- Born: April 14, 1886 Emporia, Kansas, U.S.
- Died: January 26, 1970 (aged 83) Los Angeles, California, U.S.
- Resting place: Forest Lawn Memorial Park (Glendale)
- Occupations: Advertising agency owner, publicity manager, campaign manager
- Organizations: Business and Professional Women’s Club, Woman’s Advertising Club
- Known for: Developer of the California Style Center Inc.
- Spouse: George E. Callan (m. 1907–1949)
- Children: Emilyn M. Callan and Ruth Mary Chenowith

= Sadie M. Callan =

American advertising agency owner

Sadie Marie Hainline Callan (April 14, 1886 – January 26, 1970) was an advertising agency owner and a publicity and campaign manager. She was also the developer of the California Style Center Inc.

==Early life==
Sadie Marie Hainline was born on April 14, 1886, in Emporia, Kansas, the daughter of Baxter Richard Hainline (1841-1922) and Sarah E. Hainline.

==Career==
Sadie M. Callan did considerable newspaper work starting in 1908. She was connected with the Advertising Department of the Los Angeles Evening Herald.

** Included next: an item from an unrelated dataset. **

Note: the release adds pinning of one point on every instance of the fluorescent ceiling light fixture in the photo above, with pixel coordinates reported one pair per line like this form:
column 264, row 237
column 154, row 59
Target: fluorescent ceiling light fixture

She was the field secretary of the California Clinic for Crippled and Defective Children.

She was a member of the Business and Professional Women's Club and the Woman's Advertising Club.

In 1936 Callan purchased 26 acres of land in Baldwin Park, California to build a style center for the manufacture of clothing and shoes. The plans included 100 new homes and a hotel with swimming pool. She also built several buildings for her own use. Several affiliated needlework industries occupied adjoining buildings. Associates of Callan were listed as Al Rosink and Herman Kotz. The complex was estimated to employ 2550 persons.

==Personal life==
Sadie M. Callan moved to California in 1922 and lived at 1811 Gower St., Los Angeles, California.

On August 28, 1907, Sadie M. Hainline married George E. Callan (1886-1949), and they had two children: Emilyn M. Callan (1908-1932) and Ruth Mary Chenowith

She died on January 26, 1970, and is buried at Forest Lawn Memorial Park (Glendale).